The Christian world is obviously being tested by this. They are being invited to heed their consciences.

This state of affairs is clearly required in order for people to seek the coming of Jesus and the true Gospel.

With this test, false beliefs may perhaps enfold the world, people may be encouraged toward conflict, disorder and bloodshed in the name of religion and the signs of the coming of Jesus and Hazrat Mahdi revealed in the Torah, Gospel, Koran and hadiths will come about. Therefore, the real task befalling sincere Christians is to seek and apply the true provisions of the Gospel.

At the same time, Christians must be aware of the reality that all the genuine provisions of the true Gospel are present and reported in the Koran.
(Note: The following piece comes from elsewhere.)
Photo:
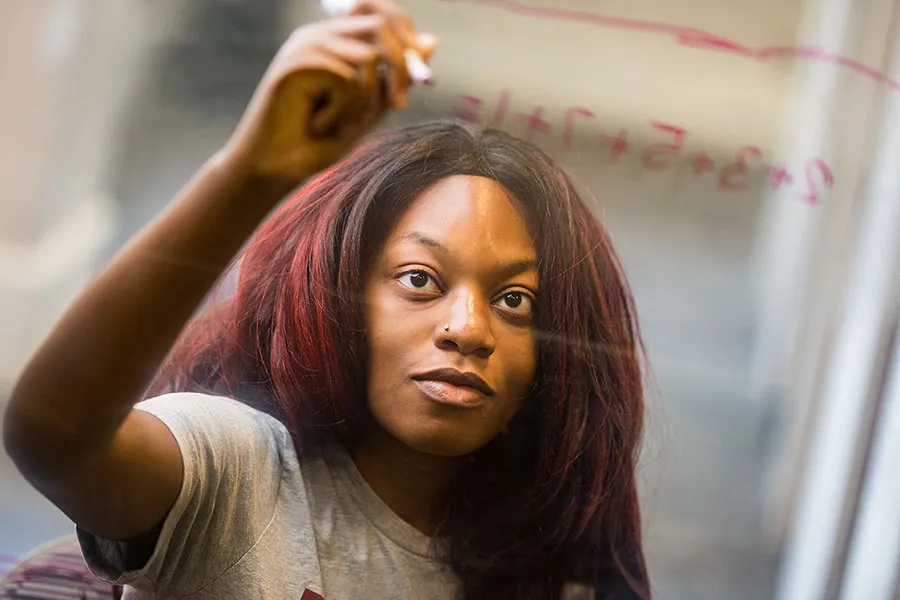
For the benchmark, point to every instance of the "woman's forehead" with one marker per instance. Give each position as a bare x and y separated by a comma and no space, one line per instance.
465,211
The true provisions of the Gospel are also contained in the Koran, for which reason Muslims also have an obligation to live by the true Gospel.
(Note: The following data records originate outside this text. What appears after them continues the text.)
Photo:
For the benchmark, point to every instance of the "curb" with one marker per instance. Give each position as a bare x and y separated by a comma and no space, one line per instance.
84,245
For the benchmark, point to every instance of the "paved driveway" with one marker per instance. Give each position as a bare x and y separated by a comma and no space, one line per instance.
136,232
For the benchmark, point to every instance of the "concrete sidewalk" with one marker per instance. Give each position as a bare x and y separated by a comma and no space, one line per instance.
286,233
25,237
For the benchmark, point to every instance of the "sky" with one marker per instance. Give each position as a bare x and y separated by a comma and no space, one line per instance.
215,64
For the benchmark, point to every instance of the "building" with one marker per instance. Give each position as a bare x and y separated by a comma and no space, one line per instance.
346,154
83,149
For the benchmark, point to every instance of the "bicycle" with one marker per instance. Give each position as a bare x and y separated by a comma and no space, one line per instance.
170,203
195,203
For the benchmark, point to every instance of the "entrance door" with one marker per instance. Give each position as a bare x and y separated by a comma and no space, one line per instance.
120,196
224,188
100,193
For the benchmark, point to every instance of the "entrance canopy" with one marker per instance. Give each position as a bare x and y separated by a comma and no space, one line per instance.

The Koran is a true book that confirms the Gospel. Therefore, in the same way that Muslims are followers of the Prophet Muhammad, they are also followers of Jesus who apply the true Gospel and followers of Moses who apply the true Torah. Therefore, if a sincere Christian wishes to abide by the truth of the Gospel and to arrange his life in the light of the true Gospel, he will find all the relevant provisions in the Koran. The true Gospel is one of our holy books that Almighty God praises in the Koran. God reveals in the Koran that the Gospel was a guide for the people at the time it was sent down:

He has sent down the Book to you with truth, confirming what was there before it. And He sent down the Torah and the Gospel, previously, as guidance for mankind(Koran, 3:3-4)

And We sent Jesus son of Mary following in their footsteps, confirming the Torah that came before him. We gave him the Gospel containing guidance and light, confirming the Torah that came before it, and as guidance and admonition for those who have piety. (Koran, 5:46)

Then We sent Our messengers following in their footsteps and sent Jesus son of Mary after them, giving him the Gospel. We put compassion and mercy in the hearts of those who followed him. They invented monasticism – We did not prescribe it for them – purely out of desire to gain the pleasure of God, but even so they did not observe it as it should have been observed. To those of them who had faith We gave their reward but many of them are deviators. (Koran, 57:27)

In conclusion, our Christian brothers must read the Koran from that perspective before rejecting it out of prejudice. It must not be forgotten that everyone who seeks the understanding with which to differentiate truth from falsehood can attain this great blessing from God.